Nearly 30 years later, there has been no significant “public convenience and necessity”. Quite the opposite: the public has been threatened with prosecution for merely walking on the corridor.
Such a shame – it could have been converted to trail 30 years ago. Shall we give rail supporters another 30 years of “success is just around the corner”?
Tony Goodwin says
Scott and Curt, you are probably right that this line will never serve any “public convenience and necessity”. However, I’m willing to let Omnitrax explore the possibility of again using this line. In the end, Omnitrax will very likely conclude that the study done for Mitchell is correct and that it is much too expensive to ship the stone to more distant markets in quantities that warrant a train. If somehow, just maybe, this line could facilitate the clean-up of that abandoned mine, that would be a great service in the name of “public convenience and necessity”. There should absolutely be a time limit of no more than a year for Omnitrax to decide whether to buy. After that, a trail is clearly the best use of the line, although it would still be “rail banked” in case it was ever needed again for rail service.
Larry Roth says
It would be nice if we could start treating rail corridors as irreplaceable transportation infrastructure instead of disposable nuisances in the way of people who won’t look past their own immediate self interest.
The same old tired arguments about economic viability ignore that it’s not all about just money. In the 21st century, we need to recognize larger issues. We need to rethink our transportation priorities or admit we’re not serious about doing anything about a planet we’re warming out of control. Investing in rail the way we’ve invested in highways for decades would be a good place to start.
What good does it do to ‘restore’ wilderness by removing a rail line if we continue to massively subsidize the highways that are pumping greenhouse gases into the air, the gases that are cooking that wilderness?
What good does it do to build more trails in a area full of trails if they can only be reached by driving to them? What good does it do to always make it an either/or choice when what we really need are more choices?
What good does it do the towns and the businesses in the region if the only way to move goods, materials, and people is along highways where they have to compete with every other town that uses highways for access? What could they do with a fully restored rail line given whatever it needs to support all kinds of services?
This isn’t about trying to return to a past that has come and gone. This is about trying to build a future we can live in. The car and the highway have taken us as far as they can go – maybe too far. We’re running out of time to do better.
Tony Goodwin says
Larry;
Would you please recognize that I posted a very nuanced comment that supported NOT abandoning this rail line until another potential operator had a chance to assess its viability. If that second operator also declines to invest in that line, then definitely move on to the “rail banking” option in case it is ever again needed.
Your response just repeated your standard comments about preserving rail service – whether or not they make any sense environmentally in every case.
Larry Roth says
Tony:
I would suggest that you are the one misinterpreting and mischaracterizing my comments. You are the one failing to make any sense environmentally – because you continue to ignore climate change in your decades-long efforts to see rail lines removed from the Adirondacks.

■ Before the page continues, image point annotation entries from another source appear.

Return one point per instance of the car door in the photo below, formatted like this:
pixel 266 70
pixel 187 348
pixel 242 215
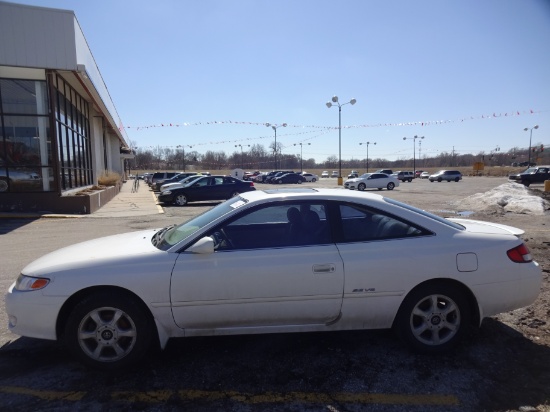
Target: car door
pixel 265 271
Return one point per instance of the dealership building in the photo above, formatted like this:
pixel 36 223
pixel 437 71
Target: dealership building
pixel 59 128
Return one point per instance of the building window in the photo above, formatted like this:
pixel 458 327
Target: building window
pixel 73 133
pixel 25 138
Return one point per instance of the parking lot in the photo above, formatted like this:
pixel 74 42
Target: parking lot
pixel 506 366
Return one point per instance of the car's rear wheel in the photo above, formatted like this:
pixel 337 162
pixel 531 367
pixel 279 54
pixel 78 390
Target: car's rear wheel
pixel 108 331
pixel 433 318
pixel 181 200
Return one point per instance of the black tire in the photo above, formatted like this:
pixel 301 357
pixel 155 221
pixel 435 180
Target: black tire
pixel 434 318
pixel 109 344
pixel 181 199
pixel 3 185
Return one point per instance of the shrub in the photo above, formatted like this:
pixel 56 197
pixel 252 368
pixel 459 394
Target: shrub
pixel 109 179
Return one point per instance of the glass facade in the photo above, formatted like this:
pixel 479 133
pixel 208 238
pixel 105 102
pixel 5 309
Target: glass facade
pixel 25 138
pixel 73 136
pixel 26 150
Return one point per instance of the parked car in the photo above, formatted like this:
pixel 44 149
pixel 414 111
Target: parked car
pixel 161 176
pixel 180 176
pixel 448 175
pixel 289 178
pixel 372 181
pixel 404 176
pixel 206 188
pixel 180 183
pixel 310 177
pixel 272 262
pixel 537 174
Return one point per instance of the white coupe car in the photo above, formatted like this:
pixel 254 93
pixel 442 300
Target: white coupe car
pixel 372 181
pixel 273 261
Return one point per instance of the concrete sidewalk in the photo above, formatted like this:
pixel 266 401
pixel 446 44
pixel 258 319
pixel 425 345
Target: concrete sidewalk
pixel 143 202
pixel 125 204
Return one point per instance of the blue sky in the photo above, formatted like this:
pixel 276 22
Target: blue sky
pixel 467 75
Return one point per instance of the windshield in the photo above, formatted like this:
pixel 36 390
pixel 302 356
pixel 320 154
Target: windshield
pixel 175 234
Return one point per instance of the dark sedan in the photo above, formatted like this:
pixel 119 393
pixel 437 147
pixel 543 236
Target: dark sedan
pixel 288 178
pixel 206 188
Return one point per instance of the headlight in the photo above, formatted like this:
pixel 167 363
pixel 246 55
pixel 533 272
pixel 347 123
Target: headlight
pixel 25 283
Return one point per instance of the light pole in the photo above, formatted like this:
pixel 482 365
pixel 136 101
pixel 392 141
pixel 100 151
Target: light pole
pixel 275 127
pixel 301 157
pixel 183 154
pixel 367 143
pixel 241 146
pixel 414 150
pixel 530 136
pixel 329 105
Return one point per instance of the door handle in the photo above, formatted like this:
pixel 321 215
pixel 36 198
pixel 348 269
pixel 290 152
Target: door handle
pixel 324 268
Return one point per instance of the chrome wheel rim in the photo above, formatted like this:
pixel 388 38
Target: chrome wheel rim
pixel 435 320
pixel 107 334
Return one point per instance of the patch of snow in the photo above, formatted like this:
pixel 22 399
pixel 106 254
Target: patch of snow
pixel 510 197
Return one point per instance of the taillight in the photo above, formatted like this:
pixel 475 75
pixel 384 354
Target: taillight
pixel 520 254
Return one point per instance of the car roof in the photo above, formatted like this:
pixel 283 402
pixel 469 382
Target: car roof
pixel 310 193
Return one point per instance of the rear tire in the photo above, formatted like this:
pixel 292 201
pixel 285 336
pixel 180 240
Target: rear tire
pixel 433 318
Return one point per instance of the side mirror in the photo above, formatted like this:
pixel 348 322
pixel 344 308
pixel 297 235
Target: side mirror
pixel 202 246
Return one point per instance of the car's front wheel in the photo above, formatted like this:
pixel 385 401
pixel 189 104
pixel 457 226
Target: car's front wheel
pixel 108 331
pixel 433 318
pixel 181 200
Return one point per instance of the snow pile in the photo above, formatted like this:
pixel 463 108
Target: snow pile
pixel 509 197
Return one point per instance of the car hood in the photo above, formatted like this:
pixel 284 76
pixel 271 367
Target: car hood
pixel 96 252
pixel 477 226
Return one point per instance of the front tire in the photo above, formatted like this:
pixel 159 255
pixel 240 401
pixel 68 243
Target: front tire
pixel 181 200
pixel 433 318
pixel 108 331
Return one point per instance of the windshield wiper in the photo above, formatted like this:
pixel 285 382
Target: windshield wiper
pixel 157 237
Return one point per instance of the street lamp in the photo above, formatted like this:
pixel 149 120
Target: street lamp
pixel 301 158
pixel 275 127
pixel 183 153
pixel 367 143
pixel 329 105
pixel 530 136
pixel 414 150
pixel 241 146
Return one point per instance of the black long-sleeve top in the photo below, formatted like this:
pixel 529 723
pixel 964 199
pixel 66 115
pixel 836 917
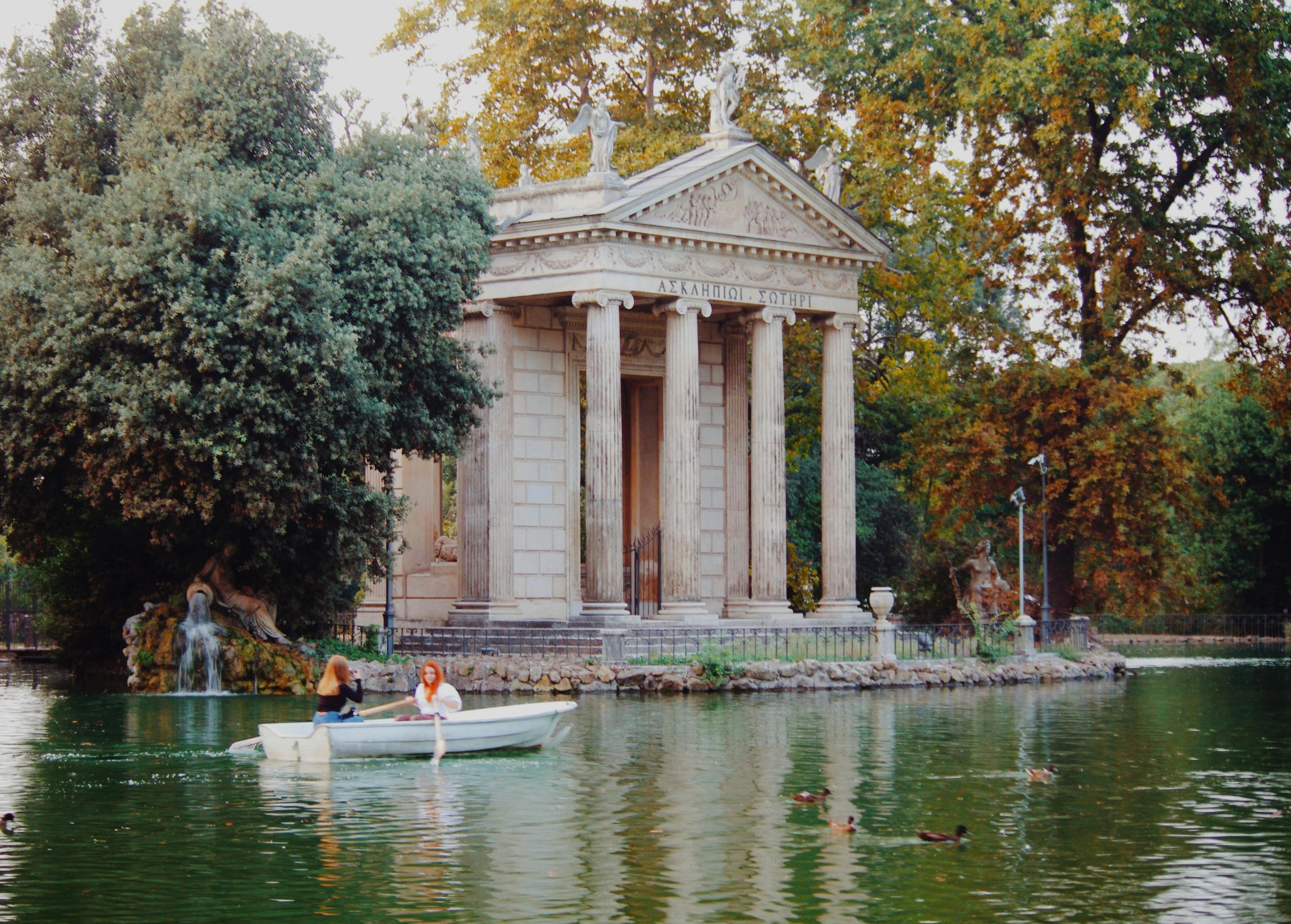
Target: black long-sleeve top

This might have been defensible back in the 1980’s, but even then there was growing awareness that the climate was changing, and that we could not continue filling the atmosphere with greenhouse gases without serious consequences. Those consequences are here, now.
The weather pattern now dumping rain and snow on the Adirondacks as I write this is the remains of Hurricane Willa. It began off the Pacific Coast of Mexico and rapidly grew into a Category 5 storm before making landfall. It has left flooding and destruction in its wake as it has crossed North America on its way out to the Atlantic. This is the new normal. It’s not going to get better – not if we keep doing what we’ve been doing.
It is you who continues to make the same old arguments oblivious to the world in which we now live. Your reflex call for rail banking will do nothing to address the crisis we now face. It will do nothing to help the communities of the Adirondacks adapt to the changes that are coming. It will do nothing to reduce greenhouse gas emissions.
It’s not just about the environment either – preserving and restoring rail service is going to be of increasing economic importance in the years ahead – because our economy will have to be reshaped to reflect those environmental needs.
The whole point of rail banking is to preserve rail corridors against future need. Well, the future is here and now. The tracks are still in place – removing them now would be unconscionable in light of what we are now faced with.
This is no longer just about whether or not a company can make money running a rail line; this is about how we are going to use transportation to address the unfortunate situation we have created for ourselves. This is about increasing resiliency, our ability to cope with natural disaster. This is bigger than one little corner of the Adirondacks – it’s global – but we have to start where we are.
Mr. Goodwin, you can either recognize that things have changed, or you can continue your myopic anti-rail crusade. Your choice.